The Customer Experience (CX) exercise is successful when a customer sees the organisation talking of the customer’s benefit rather than the business profit, or at least a balance between creating value for them and turnover.
Consumer experience does not necessarily mean digital as projected by the software vendors in the market. During my days at Piramyd Retail as Head of IT, we did something different. It was hot summer season in Mumbai so we decided to give watermelons (big ones) for anyone who shopped for Rs 500 and above – no agenda for upselling but just a little fun for consumers while shopping. A corner was also created for customers to take their pictures and keep the postcard we printed it on as a keepsake. Those were the days when we created memories and relationships. Today, such opportunities have quadrupled with the coming of the Millennials. There is comfort with the ample access to technology. Gamifying the selfie generation.
Consumer experience is not just about
– Giving discounts
– Attaching a sales person (head count) to the consumer when they arrive at the store
– Offering free wifi (focus on the outcome and not just the means)
The end outcome of any CX has to be heightened relationship with the customer and this can happen only when the customer sees the organisation talking of the customer’s benefit rather than the business profit, or at least a balance between creating value for them and turnover.

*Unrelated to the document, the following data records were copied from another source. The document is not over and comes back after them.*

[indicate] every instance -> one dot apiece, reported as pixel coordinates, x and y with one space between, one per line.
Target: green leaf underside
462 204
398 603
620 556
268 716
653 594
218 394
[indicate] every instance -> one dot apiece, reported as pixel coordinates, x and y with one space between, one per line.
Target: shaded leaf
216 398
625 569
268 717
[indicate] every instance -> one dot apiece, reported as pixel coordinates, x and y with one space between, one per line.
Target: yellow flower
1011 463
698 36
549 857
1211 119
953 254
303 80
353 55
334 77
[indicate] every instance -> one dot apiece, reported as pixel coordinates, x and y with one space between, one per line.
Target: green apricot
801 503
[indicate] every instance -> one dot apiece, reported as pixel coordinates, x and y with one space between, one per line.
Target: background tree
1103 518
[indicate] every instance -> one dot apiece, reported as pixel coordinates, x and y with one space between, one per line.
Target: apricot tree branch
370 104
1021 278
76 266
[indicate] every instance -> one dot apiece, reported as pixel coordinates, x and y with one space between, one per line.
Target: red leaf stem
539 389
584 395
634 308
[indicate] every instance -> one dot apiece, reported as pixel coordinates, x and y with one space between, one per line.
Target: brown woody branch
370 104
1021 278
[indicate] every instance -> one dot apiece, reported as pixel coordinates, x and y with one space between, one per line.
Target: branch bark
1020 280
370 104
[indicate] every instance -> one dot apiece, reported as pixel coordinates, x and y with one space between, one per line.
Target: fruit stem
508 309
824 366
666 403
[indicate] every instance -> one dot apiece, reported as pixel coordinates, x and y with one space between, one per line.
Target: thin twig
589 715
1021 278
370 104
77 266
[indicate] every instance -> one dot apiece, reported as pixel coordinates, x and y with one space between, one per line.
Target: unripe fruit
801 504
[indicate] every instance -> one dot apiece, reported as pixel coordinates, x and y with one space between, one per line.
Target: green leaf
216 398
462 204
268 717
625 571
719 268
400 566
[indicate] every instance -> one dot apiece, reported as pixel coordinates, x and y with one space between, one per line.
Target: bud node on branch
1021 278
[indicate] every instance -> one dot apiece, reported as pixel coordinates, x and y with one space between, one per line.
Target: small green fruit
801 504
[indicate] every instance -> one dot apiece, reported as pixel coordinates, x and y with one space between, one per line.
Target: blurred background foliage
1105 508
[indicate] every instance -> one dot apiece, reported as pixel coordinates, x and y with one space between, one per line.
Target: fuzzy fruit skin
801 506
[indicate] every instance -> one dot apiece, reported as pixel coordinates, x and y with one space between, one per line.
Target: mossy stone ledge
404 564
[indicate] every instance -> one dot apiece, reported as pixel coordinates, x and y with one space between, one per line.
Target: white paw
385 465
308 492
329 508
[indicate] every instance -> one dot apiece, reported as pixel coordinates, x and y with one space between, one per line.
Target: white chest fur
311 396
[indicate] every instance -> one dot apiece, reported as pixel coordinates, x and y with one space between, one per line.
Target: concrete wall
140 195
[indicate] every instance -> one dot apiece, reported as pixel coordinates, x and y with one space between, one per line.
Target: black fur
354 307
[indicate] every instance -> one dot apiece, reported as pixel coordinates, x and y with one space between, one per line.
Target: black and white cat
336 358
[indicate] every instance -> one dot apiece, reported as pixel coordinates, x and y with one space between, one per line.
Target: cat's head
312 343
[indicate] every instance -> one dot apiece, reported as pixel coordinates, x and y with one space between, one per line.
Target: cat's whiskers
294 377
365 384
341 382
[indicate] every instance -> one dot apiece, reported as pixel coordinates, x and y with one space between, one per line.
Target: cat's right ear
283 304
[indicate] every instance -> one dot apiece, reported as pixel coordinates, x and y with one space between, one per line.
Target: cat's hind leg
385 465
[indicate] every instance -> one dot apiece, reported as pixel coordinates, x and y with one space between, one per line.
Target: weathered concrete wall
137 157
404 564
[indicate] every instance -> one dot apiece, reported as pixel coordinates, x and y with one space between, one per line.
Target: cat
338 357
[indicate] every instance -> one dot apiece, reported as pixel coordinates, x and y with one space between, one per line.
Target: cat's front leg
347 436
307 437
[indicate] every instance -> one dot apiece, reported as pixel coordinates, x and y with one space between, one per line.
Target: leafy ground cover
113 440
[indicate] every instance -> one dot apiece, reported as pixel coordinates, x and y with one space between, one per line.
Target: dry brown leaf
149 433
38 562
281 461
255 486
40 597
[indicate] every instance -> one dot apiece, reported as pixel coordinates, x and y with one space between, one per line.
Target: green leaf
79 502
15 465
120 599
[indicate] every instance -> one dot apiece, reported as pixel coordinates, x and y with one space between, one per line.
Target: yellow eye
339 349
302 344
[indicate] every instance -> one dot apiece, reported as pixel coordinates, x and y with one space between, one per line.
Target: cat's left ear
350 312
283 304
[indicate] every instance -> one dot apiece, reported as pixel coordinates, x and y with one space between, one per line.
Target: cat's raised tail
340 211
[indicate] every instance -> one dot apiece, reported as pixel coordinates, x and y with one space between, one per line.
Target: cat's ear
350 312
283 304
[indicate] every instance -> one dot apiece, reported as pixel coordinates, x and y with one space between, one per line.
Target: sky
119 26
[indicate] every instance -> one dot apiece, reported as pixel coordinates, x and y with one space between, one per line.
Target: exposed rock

Lot of retailers talk about customer loyalty but the way to look at it in today’s generation is how loyal is the retailer to its customer base. One needs to keep a keen eye out for change in customer behaviour by mining POS data – for example: if a customer who used to buy Rs 800 shirt has started buying a shirt for Rs 2,200 could spell an opportunity for the retailer to offer him high-end accessories, or anything in the higher price range.
Delivering consumer experience on a technology platform cannot be fulfilled if the following points are not taken care of:
PROCESSES: A high degree of customer-centric processes that are backed by an appropriately empowered employee base. My recent visit to a pizza store helped me understand this. I visited a pizza place with my son and asked for an XYZ pizza. My son pointed out that there is an offer on the pizza that I had ordered – Buy 1 Get 1 Free. So, I asked for the same. It was then that the staff informed me that this was only for consumers who ordered food online, and not for walk-in customers. Here I was being deprived of a benefit just because I walked in. I spoke to the store manager and he responded positively. “Let me see what I can do,” he said. He made a call to someone (presumably important) and just like that, they extended the offer to me. End Result – I walked out of the store happy. The Point of the Story: An empowered employee took care of customer delight. Will I go there again with right expectations? Absolutely yes.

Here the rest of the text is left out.